Food loss and waste, including postharvest losses, represent both a major global challenge and an opportunity for improved resource use through value addition. This programme aims to measure food loss and waste, develop technical solutions, assess upgrading opportunities and provide guidance to researchers and practitioners. The Programme has an associated Centre for Food Loss and Waste Reduction (FLoW).
The importance of food loss and waste reduction to achieving a sustainable global future is recognised in SDG 12 ‘Responsible, Consumption and Production’, with the target, by 2030, of halving per capita food waste at the retail and consumer levels and reducing food losses along production and supply chains, including post-harvest losses (SDG target 12.3). Attaining this goal can also profoundly impact upon the achievement of SDG 2, ‘Zero Hunger’, and several other SDGs.

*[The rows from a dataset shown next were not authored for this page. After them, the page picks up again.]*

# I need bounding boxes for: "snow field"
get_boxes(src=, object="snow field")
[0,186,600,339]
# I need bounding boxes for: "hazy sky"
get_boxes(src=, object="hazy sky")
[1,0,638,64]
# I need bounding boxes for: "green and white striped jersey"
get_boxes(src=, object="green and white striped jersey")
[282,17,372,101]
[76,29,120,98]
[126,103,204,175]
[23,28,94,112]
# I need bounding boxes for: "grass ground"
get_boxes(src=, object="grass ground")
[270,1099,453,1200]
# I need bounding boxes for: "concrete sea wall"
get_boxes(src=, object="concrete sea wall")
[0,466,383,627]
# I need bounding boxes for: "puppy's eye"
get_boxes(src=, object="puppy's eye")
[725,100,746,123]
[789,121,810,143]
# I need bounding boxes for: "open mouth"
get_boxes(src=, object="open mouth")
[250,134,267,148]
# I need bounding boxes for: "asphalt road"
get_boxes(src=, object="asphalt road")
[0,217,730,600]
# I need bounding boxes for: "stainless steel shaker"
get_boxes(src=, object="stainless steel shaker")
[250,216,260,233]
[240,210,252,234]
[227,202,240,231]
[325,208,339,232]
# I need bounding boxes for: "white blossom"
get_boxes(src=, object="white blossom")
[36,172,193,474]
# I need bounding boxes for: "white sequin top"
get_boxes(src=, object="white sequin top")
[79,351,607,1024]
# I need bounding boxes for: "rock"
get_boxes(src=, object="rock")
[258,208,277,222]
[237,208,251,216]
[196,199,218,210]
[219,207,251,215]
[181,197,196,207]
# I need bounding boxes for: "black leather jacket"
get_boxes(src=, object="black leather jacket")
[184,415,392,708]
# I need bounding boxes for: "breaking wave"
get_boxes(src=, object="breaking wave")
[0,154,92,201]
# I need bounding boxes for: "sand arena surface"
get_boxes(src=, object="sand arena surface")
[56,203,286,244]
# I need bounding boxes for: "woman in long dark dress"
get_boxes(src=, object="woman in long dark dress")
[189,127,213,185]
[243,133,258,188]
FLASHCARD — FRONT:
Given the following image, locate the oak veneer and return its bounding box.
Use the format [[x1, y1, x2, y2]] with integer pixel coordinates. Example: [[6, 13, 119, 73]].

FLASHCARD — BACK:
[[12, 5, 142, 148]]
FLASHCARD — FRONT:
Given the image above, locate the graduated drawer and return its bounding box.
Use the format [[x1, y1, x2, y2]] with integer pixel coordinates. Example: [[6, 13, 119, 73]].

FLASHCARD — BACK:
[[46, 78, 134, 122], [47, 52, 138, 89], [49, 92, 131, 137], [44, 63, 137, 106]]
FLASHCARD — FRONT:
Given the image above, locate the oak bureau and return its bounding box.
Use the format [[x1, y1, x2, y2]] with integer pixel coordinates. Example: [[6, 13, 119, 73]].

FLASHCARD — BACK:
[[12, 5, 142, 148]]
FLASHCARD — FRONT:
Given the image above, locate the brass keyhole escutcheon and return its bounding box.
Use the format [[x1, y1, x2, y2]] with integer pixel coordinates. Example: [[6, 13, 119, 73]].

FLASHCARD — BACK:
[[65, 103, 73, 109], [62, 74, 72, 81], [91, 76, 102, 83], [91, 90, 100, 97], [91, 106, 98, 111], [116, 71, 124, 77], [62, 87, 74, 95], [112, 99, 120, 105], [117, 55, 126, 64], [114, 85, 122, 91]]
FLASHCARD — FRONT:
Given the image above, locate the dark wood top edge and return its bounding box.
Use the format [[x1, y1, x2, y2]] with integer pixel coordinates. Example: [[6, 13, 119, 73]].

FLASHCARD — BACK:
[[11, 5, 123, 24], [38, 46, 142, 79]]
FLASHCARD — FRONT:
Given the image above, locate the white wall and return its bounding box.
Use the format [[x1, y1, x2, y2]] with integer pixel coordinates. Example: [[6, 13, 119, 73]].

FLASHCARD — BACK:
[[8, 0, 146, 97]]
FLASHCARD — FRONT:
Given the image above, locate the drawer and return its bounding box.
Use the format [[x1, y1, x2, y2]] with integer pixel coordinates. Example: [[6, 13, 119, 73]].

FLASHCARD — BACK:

NRI has found over many years of work in this field of research that food loss and waste is a complex and multi-faceted challenge. Losses and waste are difficult to define, measure and tackle. Changing patterns of economic development, rural-urban migration and behavioural responses by consumers to new food concepts, impact society and economies at all levels. In less developed economies, food losses can be higher and have a greater impact than food waste, but this situation is changing with economic and market development.
Food loss and waste reduction can also present opportunities for technical and management innovation to add value and encourage better use of existing resources. However, we have found that context is important, and the outcomes of systemic change are unpredictable. Improved use of by-products can add value to a chain, but before embarking on these new uses, care is needed to ensure that no vulnerable groups are dependent upon that waste. Improving food standards can benefit some consumers at the expense of others. Dramatic increases in supply bought about by reduced losses can have unexpected price effects on producers.
Our research and practice in this area has revealed the scope and extent of the problem and developed a range of technical, practical and theoretical solutions. These have been taken up mainly in low- and middle-income countries particularly in sub-Saharan Africa. We have focused our work on rural and peri-urban agriculture, durable and perishable commodities, on pre- and post-harvest causal factors and on specific points within value chains such as production, harvesting, drying, processing, storage, marketing and consumption. We target a wide range of beneficiaries at different stages of the value chain with an emphasis on small-scale producers and SMEs. NRI emphasises the importance of addressing the under-researched impacts and potential benefits of actions related to FLW on the poor and vulnerable, particularly girls and women.